Original source: 0008-persistent-ledger-builder-controller.md

Summary

This adds a persistent backend for the ledger builder controller.

Motivation

Having a persistent backend will allow nodes that go offline, whether for a short period or an extended period of time, to catch back up to the network with as little work as reasonably possible.

Detailed design

In order to achieve this, we will persist the locked tip using the existing Merkle database. The backend Merkle database is designed in a way such that queries for the most commonly performed operations can be batched together as one request to the database.

The best tip, materialized by the ledger builder controller, will be represented as a Merkle ledger mask on top of the persistent Merkle ledger database. This data structure will only store the modified nodes of the Merkle ledger in memory, and defer to the contents of the persistent Merkle ledger database for any information outside of that. The persistent Merkle ledger database will maintain a reference to all of these data structures derived for it. These references will be used to garbage collect outdated information in the mask representations whenever changes are written to the persistent copy. In other words, information will be removed from the mask whenever it is no longer different from the information in the underlying database, ensuring that the data structure will not leak memory. If a mask is empty, it may need to be retained, in case there are existing references to it.

There may be several points between the locked tip and the best tip, and we may need to examine any such point. For performance reasons, we'll daisy-chain masks on top of one-another all throughout the tree. Whenever an underlying db updates, changes should only be propagated to the immediate mask-children of that DB. Because masking is associative, we can merge mask-children in with there parents without needing to notify any children. In RFC 0009, we take advantage of this property.

These representation choices involve trade-offs that should be considered. The Map representation contains just key and value data, while the prefix tree representation add summary hashes, which could consume more memory. To find account data with the Map, where the account does not appear in that mask, would mean first consulting the mask, which fails, then making an additional database lookup. That could be slower than a lookup in the prefix tree, where summary hashes could be used to guide the database lookup without a failure step.

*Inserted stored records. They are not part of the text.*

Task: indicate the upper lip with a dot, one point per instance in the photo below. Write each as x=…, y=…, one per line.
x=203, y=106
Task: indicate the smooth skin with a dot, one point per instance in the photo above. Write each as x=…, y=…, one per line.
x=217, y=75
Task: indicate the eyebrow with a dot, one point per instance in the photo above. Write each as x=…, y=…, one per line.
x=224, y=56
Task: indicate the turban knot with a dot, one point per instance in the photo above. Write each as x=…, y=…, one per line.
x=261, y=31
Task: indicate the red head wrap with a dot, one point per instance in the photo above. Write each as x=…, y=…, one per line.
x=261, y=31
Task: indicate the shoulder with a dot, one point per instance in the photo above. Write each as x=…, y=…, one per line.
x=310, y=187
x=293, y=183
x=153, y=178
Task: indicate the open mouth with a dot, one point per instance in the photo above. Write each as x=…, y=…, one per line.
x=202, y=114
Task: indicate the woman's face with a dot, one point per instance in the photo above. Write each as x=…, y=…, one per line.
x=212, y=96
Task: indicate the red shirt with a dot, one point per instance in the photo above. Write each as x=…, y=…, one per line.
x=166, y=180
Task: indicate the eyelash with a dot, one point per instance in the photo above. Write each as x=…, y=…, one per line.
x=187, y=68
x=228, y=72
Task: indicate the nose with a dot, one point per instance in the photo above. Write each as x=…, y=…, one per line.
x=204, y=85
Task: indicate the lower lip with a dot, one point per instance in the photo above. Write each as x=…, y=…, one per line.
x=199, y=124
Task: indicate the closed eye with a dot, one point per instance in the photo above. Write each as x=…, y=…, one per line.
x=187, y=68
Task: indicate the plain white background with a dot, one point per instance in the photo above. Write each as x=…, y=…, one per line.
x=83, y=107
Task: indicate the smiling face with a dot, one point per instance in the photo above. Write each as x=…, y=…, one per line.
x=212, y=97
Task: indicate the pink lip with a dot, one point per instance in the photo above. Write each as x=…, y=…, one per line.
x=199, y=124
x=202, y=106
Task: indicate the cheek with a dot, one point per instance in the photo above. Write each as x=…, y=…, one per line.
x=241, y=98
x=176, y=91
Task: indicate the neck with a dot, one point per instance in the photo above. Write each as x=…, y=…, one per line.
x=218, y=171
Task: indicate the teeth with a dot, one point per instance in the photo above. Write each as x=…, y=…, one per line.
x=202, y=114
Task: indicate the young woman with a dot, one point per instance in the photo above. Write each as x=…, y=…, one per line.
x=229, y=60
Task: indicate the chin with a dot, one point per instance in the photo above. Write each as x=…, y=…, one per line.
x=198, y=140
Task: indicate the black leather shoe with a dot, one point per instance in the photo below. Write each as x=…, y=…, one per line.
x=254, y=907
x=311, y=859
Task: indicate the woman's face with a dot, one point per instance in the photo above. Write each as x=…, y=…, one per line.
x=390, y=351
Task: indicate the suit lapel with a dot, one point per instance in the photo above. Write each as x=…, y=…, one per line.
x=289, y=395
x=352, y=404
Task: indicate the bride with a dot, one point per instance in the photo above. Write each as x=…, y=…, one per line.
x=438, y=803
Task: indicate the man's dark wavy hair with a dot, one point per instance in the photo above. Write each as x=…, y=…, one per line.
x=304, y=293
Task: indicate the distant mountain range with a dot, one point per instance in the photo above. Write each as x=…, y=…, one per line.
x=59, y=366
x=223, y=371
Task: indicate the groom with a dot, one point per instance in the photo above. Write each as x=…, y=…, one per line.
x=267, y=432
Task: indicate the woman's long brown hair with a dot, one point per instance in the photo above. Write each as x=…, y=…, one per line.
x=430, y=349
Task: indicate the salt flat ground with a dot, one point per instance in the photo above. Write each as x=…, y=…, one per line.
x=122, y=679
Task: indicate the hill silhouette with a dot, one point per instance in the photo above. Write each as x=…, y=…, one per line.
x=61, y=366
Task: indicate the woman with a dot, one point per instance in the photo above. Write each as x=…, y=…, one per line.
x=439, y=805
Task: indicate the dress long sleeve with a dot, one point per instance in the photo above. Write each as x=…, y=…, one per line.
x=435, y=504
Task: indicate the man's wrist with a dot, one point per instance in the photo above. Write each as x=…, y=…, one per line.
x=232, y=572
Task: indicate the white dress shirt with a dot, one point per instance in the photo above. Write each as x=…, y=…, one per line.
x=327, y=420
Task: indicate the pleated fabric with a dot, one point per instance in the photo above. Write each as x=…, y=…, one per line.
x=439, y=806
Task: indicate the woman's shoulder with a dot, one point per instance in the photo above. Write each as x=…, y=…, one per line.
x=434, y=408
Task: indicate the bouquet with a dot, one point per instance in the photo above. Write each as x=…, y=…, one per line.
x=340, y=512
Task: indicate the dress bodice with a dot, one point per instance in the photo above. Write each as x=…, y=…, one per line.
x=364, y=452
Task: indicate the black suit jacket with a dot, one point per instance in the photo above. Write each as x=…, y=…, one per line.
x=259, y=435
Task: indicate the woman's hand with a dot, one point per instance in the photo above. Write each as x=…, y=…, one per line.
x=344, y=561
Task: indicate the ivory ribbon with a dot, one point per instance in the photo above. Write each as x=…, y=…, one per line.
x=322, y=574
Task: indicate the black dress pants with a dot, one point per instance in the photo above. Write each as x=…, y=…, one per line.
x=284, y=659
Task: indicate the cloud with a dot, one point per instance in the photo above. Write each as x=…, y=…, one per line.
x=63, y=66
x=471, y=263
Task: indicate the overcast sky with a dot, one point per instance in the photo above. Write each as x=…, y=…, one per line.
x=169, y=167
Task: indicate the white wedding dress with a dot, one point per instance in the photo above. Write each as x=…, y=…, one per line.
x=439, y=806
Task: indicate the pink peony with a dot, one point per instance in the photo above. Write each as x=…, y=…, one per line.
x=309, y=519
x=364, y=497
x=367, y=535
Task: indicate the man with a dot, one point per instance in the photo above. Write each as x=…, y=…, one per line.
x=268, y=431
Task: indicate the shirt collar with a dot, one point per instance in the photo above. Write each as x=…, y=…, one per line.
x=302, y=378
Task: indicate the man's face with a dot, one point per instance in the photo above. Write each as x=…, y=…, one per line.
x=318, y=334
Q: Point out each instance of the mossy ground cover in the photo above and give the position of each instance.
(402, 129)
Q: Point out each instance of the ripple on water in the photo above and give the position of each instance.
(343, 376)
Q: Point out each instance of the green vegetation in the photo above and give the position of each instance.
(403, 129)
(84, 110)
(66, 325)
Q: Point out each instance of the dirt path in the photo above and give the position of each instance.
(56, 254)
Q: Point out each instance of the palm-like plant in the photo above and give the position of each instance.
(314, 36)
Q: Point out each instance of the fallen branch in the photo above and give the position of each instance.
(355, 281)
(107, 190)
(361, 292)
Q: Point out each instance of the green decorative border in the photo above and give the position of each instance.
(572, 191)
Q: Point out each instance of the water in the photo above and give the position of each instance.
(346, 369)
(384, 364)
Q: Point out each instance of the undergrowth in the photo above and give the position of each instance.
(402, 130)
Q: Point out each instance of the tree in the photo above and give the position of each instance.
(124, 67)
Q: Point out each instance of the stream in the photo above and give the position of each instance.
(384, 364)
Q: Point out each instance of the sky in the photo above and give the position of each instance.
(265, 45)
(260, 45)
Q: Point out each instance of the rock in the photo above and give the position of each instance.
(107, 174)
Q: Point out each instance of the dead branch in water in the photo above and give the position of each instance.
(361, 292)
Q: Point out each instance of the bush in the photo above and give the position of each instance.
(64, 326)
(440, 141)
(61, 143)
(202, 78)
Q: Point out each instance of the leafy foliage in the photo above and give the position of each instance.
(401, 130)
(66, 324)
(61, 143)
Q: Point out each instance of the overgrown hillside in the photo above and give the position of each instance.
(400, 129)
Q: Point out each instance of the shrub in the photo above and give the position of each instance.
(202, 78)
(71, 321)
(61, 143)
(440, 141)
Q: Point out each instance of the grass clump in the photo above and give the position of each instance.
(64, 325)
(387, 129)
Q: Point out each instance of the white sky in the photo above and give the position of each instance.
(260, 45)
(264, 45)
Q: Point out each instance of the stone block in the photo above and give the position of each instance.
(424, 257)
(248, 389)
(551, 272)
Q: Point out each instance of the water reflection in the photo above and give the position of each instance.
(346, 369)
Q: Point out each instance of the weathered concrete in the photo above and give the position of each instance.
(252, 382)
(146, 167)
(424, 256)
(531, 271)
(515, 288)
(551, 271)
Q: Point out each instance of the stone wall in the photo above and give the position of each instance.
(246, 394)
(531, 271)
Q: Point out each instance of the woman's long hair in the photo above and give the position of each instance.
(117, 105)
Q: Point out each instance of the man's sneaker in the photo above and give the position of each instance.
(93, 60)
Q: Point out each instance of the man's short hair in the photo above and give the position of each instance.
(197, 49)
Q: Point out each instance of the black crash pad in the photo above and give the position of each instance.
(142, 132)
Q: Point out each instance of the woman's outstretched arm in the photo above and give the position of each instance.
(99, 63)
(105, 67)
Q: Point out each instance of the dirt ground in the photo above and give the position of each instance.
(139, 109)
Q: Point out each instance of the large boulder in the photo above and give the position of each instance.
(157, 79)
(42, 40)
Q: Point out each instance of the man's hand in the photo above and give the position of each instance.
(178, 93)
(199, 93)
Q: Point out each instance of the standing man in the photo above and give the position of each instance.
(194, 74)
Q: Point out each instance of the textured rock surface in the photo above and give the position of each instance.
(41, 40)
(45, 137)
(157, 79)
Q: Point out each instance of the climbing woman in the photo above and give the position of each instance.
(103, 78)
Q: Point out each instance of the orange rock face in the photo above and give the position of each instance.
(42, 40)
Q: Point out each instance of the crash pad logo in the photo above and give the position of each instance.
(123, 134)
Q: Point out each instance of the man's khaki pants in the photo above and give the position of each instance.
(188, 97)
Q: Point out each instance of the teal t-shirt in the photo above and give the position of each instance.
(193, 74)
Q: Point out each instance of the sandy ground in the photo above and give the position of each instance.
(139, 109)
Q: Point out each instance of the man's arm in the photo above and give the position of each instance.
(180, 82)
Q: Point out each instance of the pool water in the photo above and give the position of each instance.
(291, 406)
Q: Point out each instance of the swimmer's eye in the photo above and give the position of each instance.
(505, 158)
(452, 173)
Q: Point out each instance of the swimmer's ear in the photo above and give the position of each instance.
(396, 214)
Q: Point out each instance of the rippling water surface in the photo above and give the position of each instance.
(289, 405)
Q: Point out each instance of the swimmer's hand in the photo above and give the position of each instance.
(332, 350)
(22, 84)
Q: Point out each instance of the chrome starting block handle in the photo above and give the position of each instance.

There's an existing Sync functor that takes a database module, to perform catchup operations. The masks just described work also with a database, so a MakeMask functor that takes a database module would be a way to make this setup work. The database module that's passed in is not copyable, but both the Sync and Diff functors will offer a copy function to copy their local data, leaving the underlying database unaffected.

Later, a cache can be introduced onto the Merkle ledger database, allowing us to perform fewer database queries for commonly looked up information. The details of caching, however, is not addressed as part of this particular RFC. See Use Merkle mask as a proxy, which requests such a feature.

The module type for the mask could be:

module type Mask = sig
  type t
	type key
	type value

  type db = Database_intf.S.t

  (* group identity, operations *)
  val empty : t
  val add : t -> t -> t
	val inverse : t -> t

  val insert : key -> value -> t -> t
	val remove : key -> t -> t
  val from_list : (key * value) list -> t

  (* look up in diff; if key not present, delegate to database for locked tip *)
  val get : db -> key -> value option
end

Drawbacks

The drawback of this is that the persistent Merkle database is not easy to copy. However, this is by design, as there is only one copy that should be persisted as the central source of truth. Any other information which we wish to persist should live outside of this representation. For instance, if we want to persist the best tip, then only the diff between that tip's database and the locked tip's database should be stored. This is much more efficient for both storage and quick synchronizing, in the case of short term downtimes.

Rationale and alternatives

An alternative design is to restructure the persistent database so that it can be cheaply copied. This can be done by keying nodes not by their path in the Merkle tree and instead use keys that directly identify nodes, and only copy the nodes that are modified for the copied database. However, there are a few issues with this. For one, it makes many of the common queries to the data structure far less efficient. If you want to find a leaf given a path, you would need to make k successive requests to the database, where k is the depth of your tree, versus the single request of bulk lookups required by the other representation. This concern can be alleviated with more indices into the database, but those in turn also introduce more request requirements, and also increase the cost of garbage collection. The second reason is that garbage collection could prove challenging. The main logic behind when something is considered garbage is simple: keep a ref count for each node, and when it's zero, delete it. But, that adds cost to each operation on nodes; or, alternatively, requires us to perform collection cycles in our scheduler. This also becomes exponentially more complex as we add in indices to make the representation more efficient, which will be necessary. Thirdly, this representation adds even more accesses to the database, since you need to do all work with ledger through the database. This will make caching more important for efficiency, and if you are already going to represent the active part of the ledger in memory via a cache, why not just opt for the more efficient representation on the persistent side and use an in memory abstraction for representing the active part of a ledger.

An algebra of masks

It may be useful if there are operations on masks with nice mathematical properties. For example, there could be an addition operation on masks that results in the composition of those masks. To "undo" a mask, one could produce the negation of a mask. These ideas suggests an algebraic group, where the carrier set is the set of masks.